04.01.2011

"Seit ich in der Öffentlichkeit für mein Recht kämpfe, geht es mir besser!"

Die erfolgreiche Wirtschaftsanwältin und vierfache, alleinerziehende Mutter Caroline Bono erleidet einen Auffahrunfall. Danach gleicht ihr Leben einem Scherbenhaufen: Arbeitsunfähig wegen der Schmerzen verliert sie den Job, das Geld wird knapp. Bis heute kämpft die 47-jährige vor Gericht um Versicherungsleistungen - vergeblich. In der Verzweiflung macht Caroline Bono ihre Geschichte öffentlich. Was die Medienkampagne auslöst, erzählt sie auf persoenlich.com. Zum Interview:
"Seit ich in der Öffentlichkeit für mein Recht kämpfe, geht es mir besser!"

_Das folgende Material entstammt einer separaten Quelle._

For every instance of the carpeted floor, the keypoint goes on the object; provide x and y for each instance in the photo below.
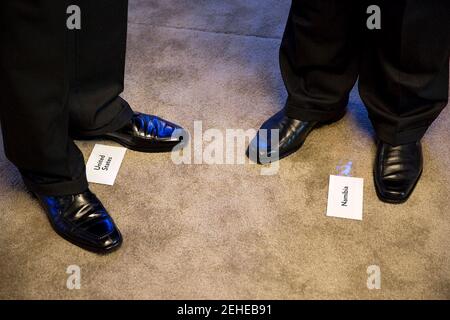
(226, 231)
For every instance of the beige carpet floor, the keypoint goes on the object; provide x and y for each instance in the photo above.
(225, 231)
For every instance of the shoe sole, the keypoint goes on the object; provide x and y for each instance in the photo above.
(317, 126)
(133, 146)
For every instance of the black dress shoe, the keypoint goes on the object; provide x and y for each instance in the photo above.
(82, 220)
(147, 133)
(397, 171)
(292, 134)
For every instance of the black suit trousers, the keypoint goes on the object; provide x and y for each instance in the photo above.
(403, 68)
(59, 83)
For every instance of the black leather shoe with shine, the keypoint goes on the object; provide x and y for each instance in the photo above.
(82, 220)
(292, 135)
(397, 170)
(147, 133)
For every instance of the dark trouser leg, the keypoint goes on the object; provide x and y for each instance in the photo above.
(319, 57)
(98, 75)
(33, 102)
(404, 71)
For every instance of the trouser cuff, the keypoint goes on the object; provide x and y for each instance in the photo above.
(311, 113)
(63, 188)
(395, 138)
(122, 118)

Caroline Bono, vor einigen Monaten berichtete der "Tages-Anzeiger" in einer dreiteiligen Serie über Ihren Unfall und seine Folgen. Wie waren die Reaktionen darauf?

Nur positiv. Ich wurde überrollt von einer Sympathiewelle. Am ersten Tag der Serie bekam ich rund 300 E-Mails. Leute mit einem ähnlichen Schicksal oder ihre Angehörigen gratulierten mir zu meinem Mut und teilten mir ihre Geschichten mit. Am eindrücklichsten war, dass die Mehrheit trotz Unfallfolgen keine Versicherungsleistungen hat.

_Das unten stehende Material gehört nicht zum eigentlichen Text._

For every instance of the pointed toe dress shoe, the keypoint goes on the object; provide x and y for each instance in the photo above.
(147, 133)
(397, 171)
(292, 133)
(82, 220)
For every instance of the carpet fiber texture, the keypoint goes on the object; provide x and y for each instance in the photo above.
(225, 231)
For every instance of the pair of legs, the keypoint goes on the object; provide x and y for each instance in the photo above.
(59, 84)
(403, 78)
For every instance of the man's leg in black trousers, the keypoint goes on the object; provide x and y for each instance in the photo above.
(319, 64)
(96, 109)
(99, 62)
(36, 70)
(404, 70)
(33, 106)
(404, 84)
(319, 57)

Bis heute kämpfen Sie vor Gericht gegen die Zürich-Versicherung um Geld. Sie sagen, der einzige Grund für das Verlieren der Prozesse sei ein biomechanisches Gutachten, welches aufgrund falscher Unfallbilder durch die Zürich erstellt worden sei. Ein Problem, das auch andere Schleudertrauma-Patienten erwähnen?

Das schrieben sie mir in ihren Mails. Sie denken, dass auch bei ihnen aus versicherungstechnischen Gründen bei der Schadensermittlung, den Arztgutachten und den biomechanischen Berechnungen manipuliert wurde. Ich habe sie ermutigt, ihre Geschichten öffentlich zu machen. Die Mehrheit getraut sich nicht. Sie haben Angst vor Nachteilen in den laufenden Gerichtsverfahren.

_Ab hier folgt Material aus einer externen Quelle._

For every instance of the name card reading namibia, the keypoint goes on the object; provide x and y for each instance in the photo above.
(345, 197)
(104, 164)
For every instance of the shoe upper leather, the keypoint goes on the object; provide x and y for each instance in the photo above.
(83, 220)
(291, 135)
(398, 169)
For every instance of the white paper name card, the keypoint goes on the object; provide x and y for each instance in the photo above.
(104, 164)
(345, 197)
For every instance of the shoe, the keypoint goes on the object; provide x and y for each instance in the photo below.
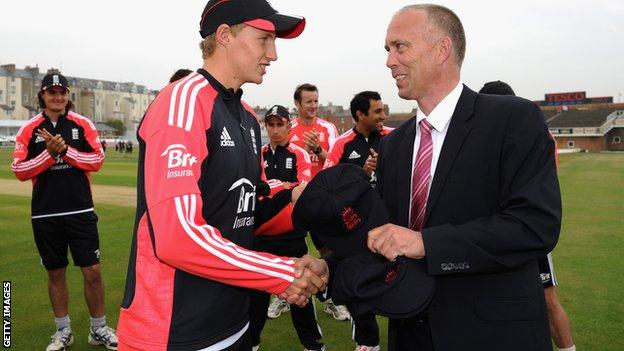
(60, 340)
(339, 312)
(103, 336)
(322, 349)
(367, 348)
(276, 308)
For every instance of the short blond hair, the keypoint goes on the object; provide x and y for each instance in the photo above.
(209, 44)
(448, 22)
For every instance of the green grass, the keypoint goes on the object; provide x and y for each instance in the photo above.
(588, 261)
(118, 169)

Welches war die schönste Reaktion?

Jemand, der die Geschichte gelesen hat, hat mir einen Scheck geschickt und geholfen, eine Stiftung zum Schutze von Unfallopfern zu gründen.

Privat gab es keine negativen Reaktionen. Dafür in den Medien. Zum Beispiel von Markus Schär im "Schweizer Journalist". Er wirft den Medien vor, dass sie sich von Leuten wie Ihnen instrumentalisieren liessen und glaubt Ihnen nicht. Wie reagieren Sie darauf?

Überhaupt nicht. Seine Haltung ist nicht neu. Bisher wurden die Medien instrumentalisiert, um schwer beeinträchtigte Schleudertraumaopfer zu diffamieren. Haftpflichtversicherungen haben dadurch Milliarden von Kosten auf die IV geschoben. Die IV führt aber die Regressprozesse nicht.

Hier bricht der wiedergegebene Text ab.